The advantage of blind shutters is lower cost (due to the lack of opening/closing systems) and better light output due to a slightly narrower profile.

Ideally, the opening flap has a width and height proportion of 3:5 and maximum dimensions of up to 80x130 cm.

Accordingly, if the width of the window opening is more than 1.5 m, it is more correct to use a double-leaf window, and for openings of 2 m or more - a structure with three or more sashes.

Particularly successful is the symmetrical division three-leaf window, in which two side opening doors have same sizes, and the middle valve is blind and slightly wider. In multi-leaf windows, you can alternate between fixed and opening sashes.

If the window is very high, then you can make a blind horizontal transom along the top, and place opening sashes below it.

Finally, in an already installed window, if desired, you can replace a blind sash with an opening one or vice versa. The specialist will do this without consequences for the rest of the window structure.

By the method of opening, the most popular are tilt-and-turn windows - they can be swung to the side or opened at an angle vertically, providing ventilation, for which a window was previously provided. Such models also have a “micro-ventilation” mode, in which a small gap is formed between the sash and the frame.

In addition, there are several other types of windows according to the method of opening - for example, sliding, accordion-folding models, as well as windows with a sash that rotates around an axis.

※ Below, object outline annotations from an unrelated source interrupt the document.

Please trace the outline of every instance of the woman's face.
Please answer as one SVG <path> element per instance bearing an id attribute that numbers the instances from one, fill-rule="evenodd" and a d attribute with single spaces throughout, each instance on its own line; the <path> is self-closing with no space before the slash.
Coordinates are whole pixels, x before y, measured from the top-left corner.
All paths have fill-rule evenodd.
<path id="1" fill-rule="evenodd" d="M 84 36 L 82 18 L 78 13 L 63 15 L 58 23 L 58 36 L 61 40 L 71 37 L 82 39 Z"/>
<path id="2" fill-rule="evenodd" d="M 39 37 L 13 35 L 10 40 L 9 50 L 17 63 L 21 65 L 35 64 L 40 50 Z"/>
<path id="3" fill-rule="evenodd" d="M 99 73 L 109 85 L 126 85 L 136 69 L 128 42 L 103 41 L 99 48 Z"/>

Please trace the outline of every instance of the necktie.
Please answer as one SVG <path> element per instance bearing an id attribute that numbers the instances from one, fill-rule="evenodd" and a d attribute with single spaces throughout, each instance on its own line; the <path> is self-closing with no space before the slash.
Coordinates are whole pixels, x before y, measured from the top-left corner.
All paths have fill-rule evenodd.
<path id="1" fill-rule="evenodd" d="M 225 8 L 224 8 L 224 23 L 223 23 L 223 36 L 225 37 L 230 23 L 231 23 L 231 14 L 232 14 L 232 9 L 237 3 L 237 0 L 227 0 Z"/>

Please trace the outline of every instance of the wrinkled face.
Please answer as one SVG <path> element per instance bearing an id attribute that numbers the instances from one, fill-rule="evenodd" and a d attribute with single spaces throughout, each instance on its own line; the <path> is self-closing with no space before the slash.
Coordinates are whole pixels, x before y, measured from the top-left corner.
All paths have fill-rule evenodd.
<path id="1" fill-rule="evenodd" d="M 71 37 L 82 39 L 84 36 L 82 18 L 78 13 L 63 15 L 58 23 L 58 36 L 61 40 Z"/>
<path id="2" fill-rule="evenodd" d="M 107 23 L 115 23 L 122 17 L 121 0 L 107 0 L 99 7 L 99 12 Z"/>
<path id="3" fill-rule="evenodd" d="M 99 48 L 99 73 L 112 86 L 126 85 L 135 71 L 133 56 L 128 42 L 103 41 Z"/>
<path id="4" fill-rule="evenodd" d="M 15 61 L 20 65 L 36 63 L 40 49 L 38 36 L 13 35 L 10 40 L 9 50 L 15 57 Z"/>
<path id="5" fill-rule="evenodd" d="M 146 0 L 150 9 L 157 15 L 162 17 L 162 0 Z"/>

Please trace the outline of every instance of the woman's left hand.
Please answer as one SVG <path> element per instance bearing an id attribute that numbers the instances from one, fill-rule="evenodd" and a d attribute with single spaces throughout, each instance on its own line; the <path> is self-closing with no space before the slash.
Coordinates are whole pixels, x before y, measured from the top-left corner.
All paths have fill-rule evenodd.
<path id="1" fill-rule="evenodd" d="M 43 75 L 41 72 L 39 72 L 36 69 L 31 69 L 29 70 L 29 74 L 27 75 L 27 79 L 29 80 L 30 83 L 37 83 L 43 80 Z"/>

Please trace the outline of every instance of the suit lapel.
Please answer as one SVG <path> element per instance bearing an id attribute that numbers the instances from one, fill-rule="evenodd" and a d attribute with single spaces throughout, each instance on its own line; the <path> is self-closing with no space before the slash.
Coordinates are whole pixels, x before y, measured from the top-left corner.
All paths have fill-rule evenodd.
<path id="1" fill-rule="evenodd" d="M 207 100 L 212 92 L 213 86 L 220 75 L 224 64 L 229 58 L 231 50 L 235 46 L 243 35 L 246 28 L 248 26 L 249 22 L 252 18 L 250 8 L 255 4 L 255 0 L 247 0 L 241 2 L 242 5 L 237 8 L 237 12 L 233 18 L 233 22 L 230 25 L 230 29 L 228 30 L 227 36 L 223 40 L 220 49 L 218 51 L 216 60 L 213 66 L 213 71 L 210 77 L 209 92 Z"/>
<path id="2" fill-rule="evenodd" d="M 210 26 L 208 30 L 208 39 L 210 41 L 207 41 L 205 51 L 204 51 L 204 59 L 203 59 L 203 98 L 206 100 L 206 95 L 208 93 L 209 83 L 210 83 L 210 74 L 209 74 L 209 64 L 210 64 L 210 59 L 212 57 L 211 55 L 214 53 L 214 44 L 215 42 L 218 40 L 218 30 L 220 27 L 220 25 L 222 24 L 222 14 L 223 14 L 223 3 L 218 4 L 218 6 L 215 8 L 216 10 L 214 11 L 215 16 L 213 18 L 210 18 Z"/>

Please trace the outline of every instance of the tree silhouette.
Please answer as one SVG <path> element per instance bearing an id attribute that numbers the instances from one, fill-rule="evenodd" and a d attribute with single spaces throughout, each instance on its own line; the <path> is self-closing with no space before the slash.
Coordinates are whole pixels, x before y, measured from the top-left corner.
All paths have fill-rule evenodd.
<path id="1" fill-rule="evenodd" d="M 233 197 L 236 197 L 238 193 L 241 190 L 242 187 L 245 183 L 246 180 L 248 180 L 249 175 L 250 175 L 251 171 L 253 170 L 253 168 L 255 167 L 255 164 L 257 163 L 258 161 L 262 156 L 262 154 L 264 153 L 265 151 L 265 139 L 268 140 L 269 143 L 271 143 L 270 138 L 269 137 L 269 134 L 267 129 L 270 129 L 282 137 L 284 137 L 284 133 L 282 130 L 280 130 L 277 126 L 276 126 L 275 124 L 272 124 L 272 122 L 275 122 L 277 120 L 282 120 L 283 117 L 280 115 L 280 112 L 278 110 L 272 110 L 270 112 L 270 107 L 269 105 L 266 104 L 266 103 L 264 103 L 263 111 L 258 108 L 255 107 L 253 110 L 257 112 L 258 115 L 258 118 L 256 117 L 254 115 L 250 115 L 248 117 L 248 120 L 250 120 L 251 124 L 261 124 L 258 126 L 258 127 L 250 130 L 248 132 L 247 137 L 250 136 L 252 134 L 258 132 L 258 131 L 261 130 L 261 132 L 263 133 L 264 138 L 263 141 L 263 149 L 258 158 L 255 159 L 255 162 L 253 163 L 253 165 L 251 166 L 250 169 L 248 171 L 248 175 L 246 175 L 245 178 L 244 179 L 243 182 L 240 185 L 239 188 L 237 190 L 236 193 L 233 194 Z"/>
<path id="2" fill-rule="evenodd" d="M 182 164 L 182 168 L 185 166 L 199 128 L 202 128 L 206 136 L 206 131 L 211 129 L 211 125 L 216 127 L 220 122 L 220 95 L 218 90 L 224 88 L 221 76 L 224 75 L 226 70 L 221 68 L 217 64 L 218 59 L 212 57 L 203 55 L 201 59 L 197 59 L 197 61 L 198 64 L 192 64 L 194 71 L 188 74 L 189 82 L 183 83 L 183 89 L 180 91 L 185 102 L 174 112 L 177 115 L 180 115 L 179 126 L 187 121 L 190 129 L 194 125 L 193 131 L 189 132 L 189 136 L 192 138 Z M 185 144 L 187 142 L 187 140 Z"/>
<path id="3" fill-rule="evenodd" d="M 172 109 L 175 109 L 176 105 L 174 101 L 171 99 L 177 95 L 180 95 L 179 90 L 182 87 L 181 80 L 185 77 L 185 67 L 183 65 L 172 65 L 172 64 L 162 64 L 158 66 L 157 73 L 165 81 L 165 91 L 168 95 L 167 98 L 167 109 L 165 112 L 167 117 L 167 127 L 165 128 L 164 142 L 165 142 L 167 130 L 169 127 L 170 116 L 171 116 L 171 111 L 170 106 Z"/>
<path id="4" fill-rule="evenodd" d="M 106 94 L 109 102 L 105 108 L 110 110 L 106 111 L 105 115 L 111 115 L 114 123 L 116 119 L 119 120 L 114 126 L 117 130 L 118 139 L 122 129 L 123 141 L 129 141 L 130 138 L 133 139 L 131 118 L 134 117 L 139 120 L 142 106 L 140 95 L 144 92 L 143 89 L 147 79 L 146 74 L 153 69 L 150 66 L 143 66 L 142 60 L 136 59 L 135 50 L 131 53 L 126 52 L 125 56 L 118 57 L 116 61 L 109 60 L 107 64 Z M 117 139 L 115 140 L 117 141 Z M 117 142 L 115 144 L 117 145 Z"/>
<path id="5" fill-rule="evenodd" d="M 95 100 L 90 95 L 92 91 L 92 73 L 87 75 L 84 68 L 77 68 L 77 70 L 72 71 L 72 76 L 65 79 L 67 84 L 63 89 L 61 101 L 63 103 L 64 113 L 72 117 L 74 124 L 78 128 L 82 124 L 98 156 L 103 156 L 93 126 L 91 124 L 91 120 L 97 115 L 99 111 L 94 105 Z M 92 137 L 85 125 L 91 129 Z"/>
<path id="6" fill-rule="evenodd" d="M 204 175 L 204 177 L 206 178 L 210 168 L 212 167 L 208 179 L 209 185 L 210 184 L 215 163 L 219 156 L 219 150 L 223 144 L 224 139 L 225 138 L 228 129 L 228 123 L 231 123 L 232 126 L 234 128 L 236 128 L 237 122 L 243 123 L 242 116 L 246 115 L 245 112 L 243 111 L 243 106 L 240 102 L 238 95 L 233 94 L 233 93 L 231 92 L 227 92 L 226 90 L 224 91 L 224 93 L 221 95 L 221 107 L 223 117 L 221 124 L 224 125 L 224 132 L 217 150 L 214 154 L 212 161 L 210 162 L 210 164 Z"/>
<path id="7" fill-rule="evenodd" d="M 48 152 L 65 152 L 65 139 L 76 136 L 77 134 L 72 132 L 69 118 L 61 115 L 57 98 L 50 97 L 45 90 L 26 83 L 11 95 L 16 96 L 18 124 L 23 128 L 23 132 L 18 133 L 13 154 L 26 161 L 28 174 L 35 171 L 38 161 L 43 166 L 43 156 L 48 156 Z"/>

The role of quality fittings

It's obvious that modern windows must withstand significant loads while remaining reliable, durable, comfortable and attractive. Their operation is ensured by various accessories.

And not only handles, hinges and locks, but also complex mechanisms opening/closing.

High-quality fittings should not have power parts made of plastic.

An indirect indicator of reliability - smooth and quiet operation fittings: the window should open without effort, the handle should move easily, without jerking or squeaking. You should also check the fit and security of the screws in window frame, and tighten them if necessary.

To ensure long-term operation of the fittings, it must be lubricated every six months with a composition that does not contain acids and resins, such as machine oil or technical petroleum jelly. Construction supermarkets also have special products.

If the window does not close tightly or the handle is loose, adjustments can be made by specialists from companies providing repair services. In extreme cases, the fittings will have to be replaced (to do this, you will need to find products from the same manufacturer to match the technological holes).

It is important to know that even very good and reliable fittings will not save what is poorly assembled or incorrectly assembled installed window- due to uneven loads it will fail over time.

In addition to the main one, additional useful fittings can be installed on the windows. For example, the handle in a child's window is equipped with a lock with a key: while the lock on the handle is locked, it cannot be turned. The rotation limiter will fix the window in extreme open position. The latch will help keep the window ajar during strong winds, and the slot vent will help avoid drafts.

In addition, there are anti-burglary fittings: steel strikers, hinges reinforced with angles, plates that prevent the handle from being drilled, and so on.

Seals

Particular attention is paid to seals - gaskets around the perimeter of the window between the frame and sashes, which perform heat and sound insulation functions. For our climate, light ones are preferable silicone seals: unlike rubber ones, they do not harden in the cold.

The main feature of a high-quality seal is elasticity (it should quickly and completely restore its shape after compression).

Manufacturers promise up to 30 years of seal service life, which is comparable to the service life of the window as a whole. In reality, temperature changes, dust accumulation and rubber drying reduce their operating time to 5-10 years.

To extend the life of the seal, it must be cleaned of dust and lubricated with silicone for rubber once or twice a year. But if the windows begin to noticeably let air through, and moisture seeps in during slanting rain, the seal must be replaced.